As reported earlier, Omi-Hachiman and neighboring Azuchi are planning to merge in March 2010. On May 22, 2009, the deliberation committee for the merger between the two municipalities held a vote to decide the new name of the city after merging. Two proposed names were up for voting: Omi-Hachiman (近江八幡) and Omi-Hachiman-Azuchi (近江八幡安土).

It was a close vote, but Omi-Hachiman won the most votes. I’m surprised that “Azuchi” was not one of the options. The Azuchi name is far more famous than Omi-Hachiman. Japan’s Azuchi-Momoyama Period is named after Azuchi Castle built by Oda Nobunaga.

It is likely that “Azuchi-cho” will be retained as a place name in addresses after the merger. The current Omi-Hachiman City Hall will serve as the new city’s city hall, while the Azuchi Town Hall will be a branch office.

However, there might be a stumbling block to this merger by a citizen’s group in Azuchi petitioning for the recall of its mayor who is railroading this merger through.

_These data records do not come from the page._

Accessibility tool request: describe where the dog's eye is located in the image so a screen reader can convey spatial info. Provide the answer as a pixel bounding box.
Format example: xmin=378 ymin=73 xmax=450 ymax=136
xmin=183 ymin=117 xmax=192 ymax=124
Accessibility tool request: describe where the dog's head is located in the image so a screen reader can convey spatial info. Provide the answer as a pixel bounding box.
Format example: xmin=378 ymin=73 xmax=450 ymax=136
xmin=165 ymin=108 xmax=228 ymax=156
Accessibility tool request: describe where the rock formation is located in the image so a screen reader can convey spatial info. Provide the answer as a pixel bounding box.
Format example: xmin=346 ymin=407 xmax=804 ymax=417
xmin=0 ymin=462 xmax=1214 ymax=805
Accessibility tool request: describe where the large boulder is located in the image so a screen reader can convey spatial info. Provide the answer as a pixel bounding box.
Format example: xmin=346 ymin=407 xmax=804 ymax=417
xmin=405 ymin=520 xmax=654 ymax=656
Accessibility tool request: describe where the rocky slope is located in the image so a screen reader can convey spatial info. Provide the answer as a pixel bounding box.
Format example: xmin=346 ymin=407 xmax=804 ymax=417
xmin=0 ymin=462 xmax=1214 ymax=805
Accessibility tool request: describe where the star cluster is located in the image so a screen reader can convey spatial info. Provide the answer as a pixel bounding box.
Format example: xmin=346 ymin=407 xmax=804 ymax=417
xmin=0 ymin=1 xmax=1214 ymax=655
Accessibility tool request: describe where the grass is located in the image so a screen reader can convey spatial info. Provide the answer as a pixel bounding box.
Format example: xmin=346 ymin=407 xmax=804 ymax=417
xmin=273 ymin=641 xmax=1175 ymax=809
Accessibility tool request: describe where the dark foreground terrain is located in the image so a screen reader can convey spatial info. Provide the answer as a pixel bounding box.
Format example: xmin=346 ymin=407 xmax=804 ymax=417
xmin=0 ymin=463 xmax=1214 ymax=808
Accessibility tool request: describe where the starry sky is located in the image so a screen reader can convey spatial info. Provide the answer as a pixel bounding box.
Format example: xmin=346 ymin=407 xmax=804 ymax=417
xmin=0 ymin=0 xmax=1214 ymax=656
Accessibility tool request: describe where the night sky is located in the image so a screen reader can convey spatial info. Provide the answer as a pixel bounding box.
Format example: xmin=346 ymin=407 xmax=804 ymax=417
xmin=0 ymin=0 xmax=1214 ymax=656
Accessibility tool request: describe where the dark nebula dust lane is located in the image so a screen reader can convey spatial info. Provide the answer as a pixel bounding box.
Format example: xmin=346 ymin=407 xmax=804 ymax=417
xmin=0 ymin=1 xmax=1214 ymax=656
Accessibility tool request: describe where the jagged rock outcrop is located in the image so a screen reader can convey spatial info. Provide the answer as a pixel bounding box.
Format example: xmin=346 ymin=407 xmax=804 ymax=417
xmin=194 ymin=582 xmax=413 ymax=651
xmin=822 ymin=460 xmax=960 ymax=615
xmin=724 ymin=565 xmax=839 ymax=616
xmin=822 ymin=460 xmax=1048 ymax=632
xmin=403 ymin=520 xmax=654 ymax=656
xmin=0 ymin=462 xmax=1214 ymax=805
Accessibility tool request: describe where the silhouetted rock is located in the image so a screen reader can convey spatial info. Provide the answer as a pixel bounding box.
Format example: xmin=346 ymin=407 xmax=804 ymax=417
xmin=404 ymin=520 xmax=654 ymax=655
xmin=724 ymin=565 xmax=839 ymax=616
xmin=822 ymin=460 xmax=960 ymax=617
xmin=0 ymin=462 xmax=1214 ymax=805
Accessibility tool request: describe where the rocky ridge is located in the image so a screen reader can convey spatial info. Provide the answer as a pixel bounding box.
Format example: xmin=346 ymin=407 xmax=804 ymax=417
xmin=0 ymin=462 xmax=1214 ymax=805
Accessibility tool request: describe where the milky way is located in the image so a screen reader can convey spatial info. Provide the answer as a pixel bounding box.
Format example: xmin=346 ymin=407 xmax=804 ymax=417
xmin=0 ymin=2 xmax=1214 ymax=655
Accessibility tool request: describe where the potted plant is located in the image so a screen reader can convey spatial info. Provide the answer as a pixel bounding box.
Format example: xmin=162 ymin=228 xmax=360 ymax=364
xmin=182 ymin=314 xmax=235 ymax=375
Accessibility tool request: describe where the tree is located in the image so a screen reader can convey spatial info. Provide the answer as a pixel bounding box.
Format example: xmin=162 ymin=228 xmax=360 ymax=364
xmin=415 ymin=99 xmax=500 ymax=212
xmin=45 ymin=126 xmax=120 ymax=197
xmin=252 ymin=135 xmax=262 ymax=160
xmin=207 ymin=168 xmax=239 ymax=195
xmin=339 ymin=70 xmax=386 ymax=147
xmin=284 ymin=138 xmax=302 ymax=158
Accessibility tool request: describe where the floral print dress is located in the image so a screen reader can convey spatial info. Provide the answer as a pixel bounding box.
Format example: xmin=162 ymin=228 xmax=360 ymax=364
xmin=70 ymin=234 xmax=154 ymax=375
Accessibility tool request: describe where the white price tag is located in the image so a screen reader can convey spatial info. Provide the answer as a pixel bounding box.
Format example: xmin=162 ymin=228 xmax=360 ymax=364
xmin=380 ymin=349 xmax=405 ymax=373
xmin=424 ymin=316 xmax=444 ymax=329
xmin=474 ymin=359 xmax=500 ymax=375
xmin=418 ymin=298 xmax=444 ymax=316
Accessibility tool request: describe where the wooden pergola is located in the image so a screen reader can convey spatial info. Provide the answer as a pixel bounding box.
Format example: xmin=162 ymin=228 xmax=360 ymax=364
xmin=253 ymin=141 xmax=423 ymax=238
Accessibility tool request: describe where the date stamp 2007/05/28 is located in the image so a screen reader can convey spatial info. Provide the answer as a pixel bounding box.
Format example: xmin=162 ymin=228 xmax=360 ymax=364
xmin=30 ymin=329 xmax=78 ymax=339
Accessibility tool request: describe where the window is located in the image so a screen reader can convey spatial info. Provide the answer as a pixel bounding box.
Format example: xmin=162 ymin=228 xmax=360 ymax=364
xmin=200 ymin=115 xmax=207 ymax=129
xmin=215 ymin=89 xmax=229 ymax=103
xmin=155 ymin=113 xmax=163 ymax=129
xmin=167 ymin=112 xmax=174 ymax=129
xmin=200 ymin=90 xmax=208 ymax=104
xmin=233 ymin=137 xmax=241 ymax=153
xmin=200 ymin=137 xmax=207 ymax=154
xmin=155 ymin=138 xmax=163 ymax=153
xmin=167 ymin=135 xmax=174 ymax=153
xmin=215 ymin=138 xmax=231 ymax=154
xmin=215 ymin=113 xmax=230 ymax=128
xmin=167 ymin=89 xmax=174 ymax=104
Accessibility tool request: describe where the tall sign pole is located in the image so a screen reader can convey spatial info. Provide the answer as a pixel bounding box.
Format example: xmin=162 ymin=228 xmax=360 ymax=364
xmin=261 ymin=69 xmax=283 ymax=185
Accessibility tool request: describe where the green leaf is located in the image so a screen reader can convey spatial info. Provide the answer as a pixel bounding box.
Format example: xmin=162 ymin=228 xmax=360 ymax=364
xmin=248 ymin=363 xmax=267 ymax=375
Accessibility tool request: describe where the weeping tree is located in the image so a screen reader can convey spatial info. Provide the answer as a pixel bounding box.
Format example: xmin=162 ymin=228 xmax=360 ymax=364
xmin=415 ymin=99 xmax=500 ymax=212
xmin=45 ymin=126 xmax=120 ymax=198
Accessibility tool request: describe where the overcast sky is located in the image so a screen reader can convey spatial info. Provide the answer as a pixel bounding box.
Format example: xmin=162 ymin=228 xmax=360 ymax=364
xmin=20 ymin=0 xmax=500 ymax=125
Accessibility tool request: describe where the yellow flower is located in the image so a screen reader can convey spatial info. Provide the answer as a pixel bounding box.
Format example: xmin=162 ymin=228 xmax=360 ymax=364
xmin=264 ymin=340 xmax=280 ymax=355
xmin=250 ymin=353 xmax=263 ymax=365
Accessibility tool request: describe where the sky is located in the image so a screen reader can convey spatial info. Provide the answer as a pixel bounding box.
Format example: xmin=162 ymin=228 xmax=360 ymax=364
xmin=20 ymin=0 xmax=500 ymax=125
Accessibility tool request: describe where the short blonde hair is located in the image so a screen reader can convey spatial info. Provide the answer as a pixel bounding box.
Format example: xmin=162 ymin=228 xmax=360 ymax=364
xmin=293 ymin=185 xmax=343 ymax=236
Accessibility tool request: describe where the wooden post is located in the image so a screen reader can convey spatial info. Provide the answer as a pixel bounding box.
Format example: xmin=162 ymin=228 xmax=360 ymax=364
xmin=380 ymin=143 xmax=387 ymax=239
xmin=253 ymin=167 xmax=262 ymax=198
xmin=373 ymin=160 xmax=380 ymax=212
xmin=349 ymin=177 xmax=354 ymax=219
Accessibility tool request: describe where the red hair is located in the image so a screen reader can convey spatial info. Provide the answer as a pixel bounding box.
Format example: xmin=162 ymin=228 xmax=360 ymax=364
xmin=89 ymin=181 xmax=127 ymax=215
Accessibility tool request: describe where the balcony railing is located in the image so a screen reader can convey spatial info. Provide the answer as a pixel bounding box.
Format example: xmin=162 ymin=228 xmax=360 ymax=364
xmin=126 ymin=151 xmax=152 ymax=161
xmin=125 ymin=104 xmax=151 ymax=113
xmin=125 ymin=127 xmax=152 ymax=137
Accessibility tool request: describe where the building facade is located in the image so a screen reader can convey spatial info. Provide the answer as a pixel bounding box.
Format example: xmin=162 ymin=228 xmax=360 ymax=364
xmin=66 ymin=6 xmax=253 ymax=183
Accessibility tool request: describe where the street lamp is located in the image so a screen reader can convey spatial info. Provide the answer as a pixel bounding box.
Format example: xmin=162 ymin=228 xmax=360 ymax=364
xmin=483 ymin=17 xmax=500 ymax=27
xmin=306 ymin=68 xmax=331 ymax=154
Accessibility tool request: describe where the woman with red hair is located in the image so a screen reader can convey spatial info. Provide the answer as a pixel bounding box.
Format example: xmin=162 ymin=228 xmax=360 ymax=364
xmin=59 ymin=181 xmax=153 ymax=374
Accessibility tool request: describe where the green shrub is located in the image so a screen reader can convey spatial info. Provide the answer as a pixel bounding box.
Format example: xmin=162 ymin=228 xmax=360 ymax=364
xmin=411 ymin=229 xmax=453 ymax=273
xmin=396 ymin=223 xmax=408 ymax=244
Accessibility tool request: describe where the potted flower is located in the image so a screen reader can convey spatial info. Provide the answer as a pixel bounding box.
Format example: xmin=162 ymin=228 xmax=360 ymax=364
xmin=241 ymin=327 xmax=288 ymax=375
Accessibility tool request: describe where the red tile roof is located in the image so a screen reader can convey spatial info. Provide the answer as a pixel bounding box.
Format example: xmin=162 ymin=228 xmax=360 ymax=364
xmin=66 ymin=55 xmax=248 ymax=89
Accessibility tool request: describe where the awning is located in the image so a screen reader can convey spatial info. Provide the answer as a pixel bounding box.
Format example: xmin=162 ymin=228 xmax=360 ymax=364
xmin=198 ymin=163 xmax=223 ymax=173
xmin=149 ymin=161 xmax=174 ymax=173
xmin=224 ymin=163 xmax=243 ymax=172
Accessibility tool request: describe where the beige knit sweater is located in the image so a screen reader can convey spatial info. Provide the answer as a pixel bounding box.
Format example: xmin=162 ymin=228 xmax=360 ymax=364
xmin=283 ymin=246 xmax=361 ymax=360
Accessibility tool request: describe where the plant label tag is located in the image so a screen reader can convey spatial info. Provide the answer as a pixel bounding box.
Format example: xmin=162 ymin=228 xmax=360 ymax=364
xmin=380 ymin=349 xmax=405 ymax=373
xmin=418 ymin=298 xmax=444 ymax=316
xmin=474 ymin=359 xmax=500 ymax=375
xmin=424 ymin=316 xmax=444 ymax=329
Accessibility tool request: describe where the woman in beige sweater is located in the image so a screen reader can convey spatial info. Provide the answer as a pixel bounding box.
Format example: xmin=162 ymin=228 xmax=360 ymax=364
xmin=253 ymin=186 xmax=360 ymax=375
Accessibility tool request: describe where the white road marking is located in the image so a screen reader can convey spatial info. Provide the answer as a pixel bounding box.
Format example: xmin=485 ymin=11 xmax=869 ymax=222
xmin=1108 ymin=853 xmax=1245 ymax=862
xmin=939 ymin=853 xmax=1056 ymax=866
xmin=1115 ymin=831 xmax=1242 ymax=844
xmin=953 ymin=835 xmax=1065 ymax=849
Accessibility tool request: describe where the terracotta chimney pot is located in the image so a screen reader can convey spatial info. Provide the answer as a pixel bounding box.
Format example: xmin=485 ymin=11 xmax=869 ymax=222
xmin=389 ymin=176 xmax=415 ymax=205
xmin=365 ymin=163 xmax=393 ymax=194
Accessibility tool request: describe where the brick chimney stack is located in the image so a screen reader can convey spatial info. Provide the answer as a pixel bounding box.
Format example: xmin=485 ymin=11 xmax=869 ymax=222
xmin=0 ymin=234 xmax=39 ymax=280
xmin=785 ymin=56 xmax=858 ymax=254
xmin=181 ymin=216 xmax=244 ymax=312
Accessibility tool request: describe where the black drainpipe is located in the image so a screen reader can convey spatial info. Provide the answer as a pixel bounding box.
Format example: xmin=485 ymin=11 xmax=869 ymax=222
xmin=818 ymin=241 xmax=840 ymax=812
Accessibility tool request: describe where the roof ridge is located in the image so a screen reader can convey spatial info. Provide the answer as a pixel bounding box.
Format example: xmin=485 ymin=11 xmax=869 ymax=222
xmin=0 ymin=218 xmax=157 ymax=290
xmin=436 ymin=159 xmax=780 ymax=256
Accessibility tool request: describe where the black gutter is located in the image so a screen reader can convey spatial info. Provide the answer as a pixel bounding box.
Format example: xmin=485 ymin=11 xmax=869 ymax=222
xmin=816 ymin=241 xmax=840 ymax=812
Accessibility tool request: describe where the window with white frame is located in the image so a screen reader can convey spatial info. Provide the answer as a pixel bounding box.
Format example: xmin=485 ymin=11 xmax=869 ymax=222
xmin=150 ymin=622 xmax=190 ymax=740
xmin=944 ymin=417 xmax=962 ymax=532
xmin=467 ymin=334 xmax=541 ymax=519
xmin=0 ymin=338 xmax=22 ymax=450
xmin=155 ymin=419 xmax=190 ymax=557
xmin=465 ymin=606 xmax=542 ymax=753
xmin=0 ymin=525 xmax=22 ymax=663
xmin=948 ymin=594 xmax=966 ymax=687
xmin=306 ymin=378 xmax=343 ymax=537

Interesting that neighboring Ryuo-cho is out of the merger picture. Ryuo has the Daihatsu auto factories, but residents still depend on Omi-Hachiman for daily living.

Sister-city exchange students cancel/postpone trips

Due to the spread of swine flu, the Shiga Prefectural Board of Education has decided to cancel all high school student exchange trips to sister cities in Michigan, USA. Some 20 students from Michigan were scheduled to visit Shiga next month for home-stay visits, and 20 students from Shiga were to visit Michigan in Sept. 2009.

Earlier, eight junior high school students from Grand Rapids, Michigan, USA postponed their trip to Omi-Hachiman scheduled for May 8-16, 2009. Due to fears of swine flu, the Grand Rapids people decided to postpone the homestay trip. As part of their sister-city relationship, Grand Rapids and Omi-Hachiman have been sending students to each other for homestay visits.

It is very unfortunate these trips had to be canceled. I’m sure the students are all very disappointed. Taking overseas trips during the formative years of high school brings much mutual unerstanding and experiences, besides lasting memories. Hope they will somehow eventually make the trip somehow, someday soon.